I'd always wanted to be a sidekick. I need an alpha male to accompany my Scottie Pippen cockiness, my Barney Rubble joie de vivre and my Siegfried love of feeling the soft, warm fur of a white tiger against my naked body. Plus I'd had experience interviewing celebrities. And in person they won't be able to hang up on me.
"I'm looking for someone who will nudge the guest, point to me and ask, 'Isn't Conan something,'" O'Brien told me when I offered myself as a candidate. I told him I was more interested in putting the "kick" back in sidekick, mocking him ruthlessly at every opportunity. He then tried several methods to dissuade me, including telling me the salary was $26,000 a year, demanding I have Samoan heritage and making vague sartorial threats. "You're going to have to do a lot of cross-dressing segments," he said. "Andy looked good in low-cut gowns."
"I have great legs," I assured him.
"I wish you hadn't said that," he replied. "That depressed me for some reason."
I told Conan that this was the kind of banter America loved to hear at 1 a.m. as they slept soundly.

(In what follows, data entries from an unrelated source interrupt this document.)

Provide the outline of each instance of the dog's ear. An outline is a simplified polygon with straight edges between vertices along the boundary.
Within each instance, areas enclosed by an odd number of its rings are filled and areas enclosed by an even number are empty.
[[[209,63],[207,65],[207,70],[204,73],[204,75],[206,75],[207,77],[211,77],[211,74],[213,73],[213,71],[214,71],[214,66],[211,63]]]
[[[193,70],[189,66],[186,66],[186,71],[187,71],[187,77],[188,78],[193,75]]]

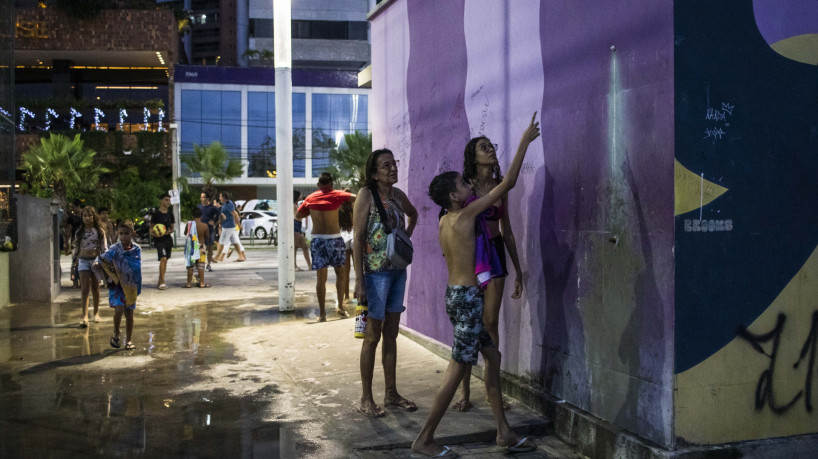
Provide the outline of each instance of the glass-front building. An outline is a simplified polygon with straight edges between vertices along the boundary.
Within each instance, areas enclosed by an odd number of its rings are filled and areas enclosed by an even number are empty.
[[[350,72],[294,71],[292,89],[293,184],[314,186],[330,165],[344,134],[370,132],[369,89]],[[273,69],[177,66],[176,122],[179,152],[221,142],[242,160],[244,174],[231,185],[255,186],[253,198],[274,198],[276,113]],[[354,75],[354,74],[352,74]],[[357,78],[357,76],[356,76]],[[218,81],[225,81],[219,83]],[[199,81],[199,82],[196,82]],[[268,84],[263,84],[268,83]],[[305,83],[319,83],[306,85]],[[180,164],[181,174],[196,183]]]

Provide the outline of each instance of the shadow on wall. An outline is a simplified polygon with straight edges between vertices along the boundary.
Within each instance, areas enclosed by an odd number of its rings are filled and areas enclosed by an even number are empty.
[[[662,346],[666,342],[665,340],[668,339],[664,333],[666,325],[664,303],[659,294],[656,272],[653,268],[652,261],[656,260],[656,258],[654,258],[650,229],[641,205],[638,182],[631,167],[628,150],[624,149],[624,153],[623,176],[627,182],[626,189],[631,193],[631,203],[636,214],[636,227],[638,228],[635,234],[639,240],[634,242],[641,245],[640,252],[643,263],[634,282],[634,298],[636,298],[637,304],[628,318],[625,329],[622,331],[618,353],[619,358],[627,364],[629,375],[644,375],[646,372],[650,372],[653,374],[648,375],[648,383],[655,383],[656,381],[662,381],[665,374],[664,370],[667,368],[666,359],[671,358],[672,354],[669,352],[654,352],[654,346]],[[661,361],[655,362],[654,359]],[[644,419],[639,416],[639,408],[645,403],[661,406],[663,402],[661,399],[646,401],[645,396],[647,394],[655,393],[659,395],[660,392],[642,390],[642,384],[645,383],[641,381],[636,383],[634,378],[629,379],[625,403],[616,415],[615,424],[621,426],[638,425],[640,432],[654,431],[649,434],[651,438],[665,437],[666,433],[661,431],[661,425],[654,425],[654,423],[649,422],[652,418]],[[671,407],[668,406],[667,409],[670,410]]]
[[[545,140],[543,140],[545,142]],[[575,404],[587,406],[589,401],[588,371],[584,366],[585,334],[576,308],[577,288],[571,282],[577,272],[575,254],[569,243],[560,239],[567,232],[556,227],[556,196],[554,176],[543,167],[537,174],[537,182],[545,183],[542,201],[542,243],[540,244],[545,278],[546,307],[537,308],[538,322],[543,324],[542,364],[545,389],[561,397],[576,400]],[[545,176],[543,179],[542,176]],[[544,180],[544,182],[539,182]],[[574,184],[580,193],[580,183]],[[574,206],[574,224],[579,224],[579,206]],[[569,327],[571,328],[569,330]],[[572,346],[573,343],[573,346]],[[576,362],[576,363],[573,363]],[[571,380],[561,375],[570,375]]]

It seemed the only thing keeping me from the job was my previous experience on TV. When most people are asked to relate their most embarrassing moment, they inevitably tell some suspicious story about "accidentally" getting naked in public. At least they do in the kinds of magazines I read. But all my most embarrassing moments happened on television. There was the segment for Entertainment Tonight, when the interviewer asked me if Bruce and Demi's divorce would affect their children, and I said, "Only if they are selfish, vindictive parents like mine." We still talk--on holidays.
After that episode, TIME sent me for media training with Joanne Stevens, M.S., who runs Stevens Media Consulting Ltd. Her office had a very Jack Paar-inspired set with a desk in front of a painted New York City backdrop. She gave me advice like not to wear hats "unless you have a clever or serious reason for wearing one" and to avoid the temptation of swivel chairs. She also told me, "You're the man," "Be the man," "Just be the man," and "It makes you the man." After reviewing the tape we had made, where I did fine because I wasn't really on TV, she tried to encourage me by saying I was handsome and had "a sexy mouth." I looked at the video camera on the tripod and told Joanne I had to leave.
I know TV isn't for me. It makes me nervous and self-aware, and it makes me ask myself troubling questions about why I like wearing makeup so much. But that's why I want this sidekick gig. I get all the benefits of having my face on TV every night, sitting next to famous people, without bearing the responsibility of talking. Just as long as it doesn't conflict with foosball.